With the bike on the center stand, engine running, both feet on the pegs, use your weight to rock the bike back and then launch off the center stand without touching the ground.
This just reminded me of something my brother did with his CB500 SOHC4 once. This goes back to before Wal-Mart escaped Missouri: it was then a discount chain store, and he bought a discount rear tire (of mysterious brand) for his Honda. When he got it mounted it was almost 1/8" out-of-true (high-to-low, measured with a ruler being pushed back from the tire as he rotated it) and the issue was in the body of the tire. He surmised this was why the tire was REALLY cheap (like $15 in 1973 cheap), but he was a broke college kid, so he decided to 'make it round enough'. He got it up on the centerstand and ran it up to 3rd gear, almost wide-open, then leaned back ever-so-gently until the tire started hitting the garage floor.

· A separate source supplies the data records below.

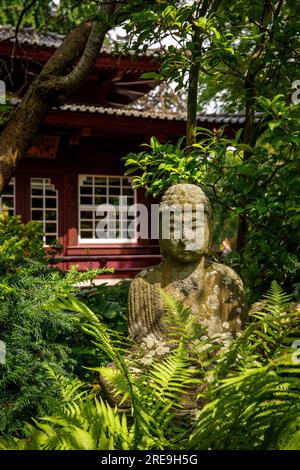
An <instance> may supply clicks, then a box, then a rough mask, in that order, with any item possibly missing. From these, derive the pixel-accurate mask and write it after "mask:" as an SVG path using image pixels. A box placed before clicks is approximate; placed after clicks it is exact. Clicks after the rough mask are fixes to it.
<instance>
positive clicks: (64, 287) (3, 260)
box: [0, 216, 99, 434]
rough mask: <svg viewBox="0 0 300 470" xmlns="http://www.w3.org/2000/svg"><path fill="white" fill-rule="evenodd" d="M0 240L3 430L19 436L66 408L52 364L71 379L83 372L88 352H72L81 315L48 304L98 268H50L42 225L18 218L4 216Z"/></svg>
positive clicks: (78, 331) (63, 294) (78, 334)
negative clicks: (53, 306) (29, 421)
mask: <svg viewBox="0 0 300 470" xmlns="http://www.w3.org/2000/svg"><path fill="white" fill-rule="evenodd" d="M0 244H1V245H0V341H2V343H1V344H2V345H3V344H4V345H5V349H6V357H5V358H3V357H2V358H0V359H2V360H1V361H0V434H3V433H4V434H6V433H17V434H18V433H22V429H23V424H24V421H28V420H29V421H30V420H31V419H32V418H34V417H36V416H43V415H44V414H45V413H51V412H54V410H55V409H56V408H57V407H58V406H60V401H61V391H60V389H59V388H58V387H57V384H56V382H55V381H54V380H53V378H52V377H51V376H49V372H48V366H49V365H50V366H51V368H52V369H53V371H54V373H56V374H64V375H67V376H68V375H69V377H73V374H74V371H75V370H80V366H79V362H80V361H81V360H82V356H80V354H75V353H74V352H73V350H72V346H73V342H75V341H76V340H77V338H78V336H79V332H80V331H81V330H80V328H79V324H80V317H79V315H78V314H74V313H66V312H62V311H55V312H53V311H52V310H51V308H47V304H48V303H49V302H53V301H54V300H55V299H56V298H57V297H60V296H64V295H67V294H69V293H77V292H78V291H79V289H78V288H75V287H74V286H75V285H76V284H77V283H78V282H82V281H84V280H87V279H91V278H94V277H95V275H96V274H97V271H96V270H94V271H90V272H87V273H81V274H80V273H78V272H77V270H76V268H72V269H71V270H70V271H69V272H68V273H66V274H64V273H62V272H60V271H58V270H55V269H52V268H50V267H49V266H48V264H47V263H48V256H47V255H46V254H45V251H44V248H43V245H42V237H41V228H40V225H39V224H36V223H35V222H30V223H29V224H26V225H24V224H22V223H21V221H20V219H19V218H18V217H11V218H10V217H7V216H1V217H0ZM28 255H30V257H28ZM82 336H83V334H82V333H81V337H82ZM3 354H4V353H3V352H2V356H3ZM97 357H98V356H97ZM92 365H99V362H96V363H93V364H92Z"/></svg>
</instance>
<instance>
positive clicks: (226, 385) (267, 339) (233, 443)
mask: <svg viewBox="0 0 300 470" xmlns="http://www.w3.org/2000/svg"><path fill="white" fill-rule="evenodd" d="M164 300H165V304H166V308H167V309H168V313H169V314H170V317H171V318H170V325H172V329H173V332H174V334H175V335H176V337H177V338H178V333H179V332H180V333H181V338H180V340H178V339H177V342H178V343H177V347H175V348H173V350H172V351H171V352H170V353H168V355H167V356H165V357H164V358H159V359H154V360H153V362H152V364H151V365H149V366H147V367H144V368H141V363H139V362H138V361H137V360H135V359H134V357H133V356H131V357H130V358H129V357H127V358H126V355H125V356H124V354H123V353H124V349H123V347H122V346H121V347H120V343H119V340H120V338H119V337H116V335H114V334H113V335H112V334H111V333H110V332H109V330H108V328H107V326H105V325H104V324H102V323H101V322H100V321H99V319H98V317H97V316H96V315H95V314H94V313H93V312H92V311H91V310H90V309H89V308H88V307H87V306H85V305H84V304H82V303H80V302H79V301H78V300H77V299H75V298H72V297H69V298H66V297H64V298H62V299H61V301H59V302H56V307H55V308H57V309H59V310H65V311H74V312H78V313H80V314H81V315H82V316H84V317H85V319H86V324H85V325H84V326H83V328H84V330H85V331H86V332H88V333H89V334H90V335H91V337H92V338H93V341H94V342H95V344H96V345H97V346H98V347H99V348H101V349H103V350H104V351H105V352H106V353H107V354H109V356H110V358H111V360H112V361H113V362H114V364H115V368H111V367H106V368H103V367H102V368H100V369H99V372H100V373H101V375H102V376H103V377H105V380H106V382H107V383H108V384H110V387H111V390H115V393H116V394H118V395H119V396H120V397H121V398H122V402H121V405H120V408H126V406H127V407H128V408H129V409H128V410H127V412H124V411H122V410H121V409H119V410H117V409H116V408H112V407H111V406H110V404H109V403H107V402H105V400H103V399H101V398H100V399H99V398H95V397H94V396H85V397H83V396H82V394H81V395H80V396H77V397H76V396H74V398H73V402H72V403H71V404H68V405H65V406H64V407H62V409H60V410H59V412H58V413H57V414H56V415H54V416H50V417H47V418H46V419H41V420H39V421H38V422H37V423H35V426H29V427H28V431H29V433H30V439H28V440H27V441H26V440H17V439H12V438H10V439H6V440H3V439H2V440H1V441H0V449H38V450H53V449H54V450H67V449H72V450H73V449H81V450H114V449H116V450H133V449H134V450H136V449H140V450H149V449H168V450H178V449H181V450H183V449H188V450H198V449H199V450H210V449H213V450H223V449H231V450H232V449H234V450H245V449H247V450H262V449H268V450H276V449H295V450H296V449H298V450H299V449H300V433H299V423H300V404H299V393H300V380H299V378H300V364H299V362H300V361H299V353H297V356H295V350H293V349H291V345H292V341H293V339H294V338H297V337H298V338H299V333H300V321H299V314H298V312H296V311H295V310H293V308H292V307H290V305H289V302H290V297H289V296H287V295H286V294H284V292H283V291H282V289H281V288H280V287H279V286H278V285H277V284H273V285H272V287H271V289H270V291H269V293H268V294H267V296H266V297H265V298H264V300H263V302H262V303H261V304H260V306H259V307H257V309H256V311H253V314H252V315H251V317H252V318H251V322H250V324H249V325H248V327H247V328H246V329H245V331H244V332H243V334H242V336H240V337H239V338H238V339H236V340H234V341H232V343H231V345H230V346H229V350H228V349H225V350H224V349H223V350H222V349H220V343H218V344H216V343H215V340H214V339H204V338H203V336H202V335H203V330H201V329H199V326H197V325H196V328H195V321H194V317H193V314H192V313H191V311H190V310H189V309H188V308H184V307H182V306H180V305H177V304H176V303H175V302H174V301H173V300H172V299H170V298H168V297H167V296H166V295H165V296H164ZM174 328H175V329H174ZM278 339H279V340H278ZM187 343H188V344H189V347H187ZM173 345H174V343H173ZM123 346H124V344H123ZM212 366H213V367H212ZM138 370H139V373H137V371H138ZM58 383H60V380H58ZM70 387H72V384H70ZM195 387H196V390H198V396H197V397H196V399H198V400H200V402H201V404H200V406H198V410H196V406H191V407H190V408H187V407H185V403H195V402H194V399H195ZM128 399H129V400H128ZM189 399H190V400H189ZM129 416H130V418H128V417H129Z"/></svg>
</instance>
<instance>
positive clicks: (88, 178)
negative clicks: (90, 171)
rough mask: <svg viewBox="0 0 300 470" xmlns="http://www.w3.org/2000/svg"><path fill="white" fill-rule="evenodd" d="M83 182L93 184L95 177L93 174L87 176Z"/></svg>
mask: <svg viewBox="0 0 300 470" xmlns="http://www.w3.org/2000/svg"><path fill="white" fill-rule="evenodd" d="M81 184H83V185H85V184H93V177H92V176H86V177H85V178H84V179H83V181H82V182H81Z"/></svg>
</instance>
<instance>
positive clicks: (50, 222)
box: [45, 222, 56, 233]
mask: <svg viewBox="0 0 300 470" xmlns="http://www.w3.org/2000/svg"><path fill="white" fill-rule="evenodd" d="M45 231H46V233H56V223H51V222H50V223H46V224H45Z"/></svg>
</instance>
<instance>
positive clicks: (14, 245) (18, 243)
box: [0, 213, 61, 262]
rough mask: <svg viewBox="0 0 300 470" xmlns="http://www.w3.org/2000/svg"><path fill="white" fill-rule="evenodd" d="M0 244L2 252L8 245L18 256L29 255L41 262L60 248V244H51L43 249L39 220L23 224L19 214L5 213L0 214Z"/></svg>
mask: <svg viewBox="0 0 300 470" xmlns="http://www.w3.org/2000/svg"><path fill="white" fill-rule="evenodd" d="M0 246H1V250H2V252H5V251H6V249H7V248H8V247H9V249H10V251H11V252H14V254H15V256H17V257H19V258H23V257H29V258H33V259H35V260H36V261H42V262H47V261H49V256H52V255H54V254H56V253H57V252H58V251H60V250H61V246H60V245H53V246H52V247H50V249H48V250H47V251H46V250H45V248H44V246H43V229H42V226H41V224H40V223H39V222H36V221H31V222H28V223H27V224H23V223H22V221H21V217H20V216H18V215H16V216H9V215H8V214H5V213H2V214H0Z"/></svg>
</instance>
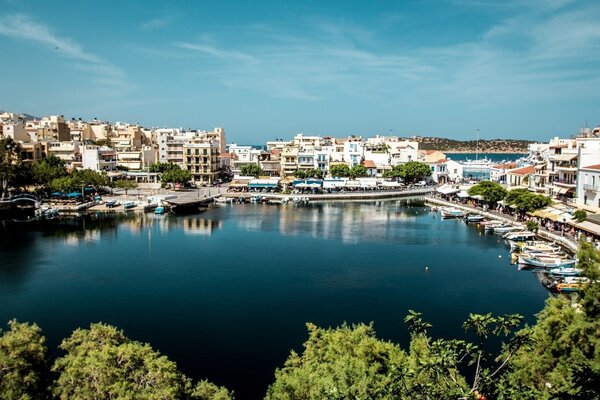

He ended up in 5th gear at 5000 RPM doing this, until the smoke rolling out of the garage got grandma out of the house to go see why the garage "was burning down", she thought: he ended up with a giant black mark on the floor under the bike and tire debris all the way out of the garage door before the tire showed wear marks over more than 50% of the circumference. The smoke filled the garage so much he couldn't see grandma coming in, and she started waving her arms while standing alongside him to ask what he was doing?
The next day he rode back to college (170 miles) on it, and rode on it until the low spot on the tire started showing cord (the next Spring). He said it was a nightmare to corner it on high-speed roads (which abound in Missouri) because he couldn't predict where it was going to go as he entered each turn.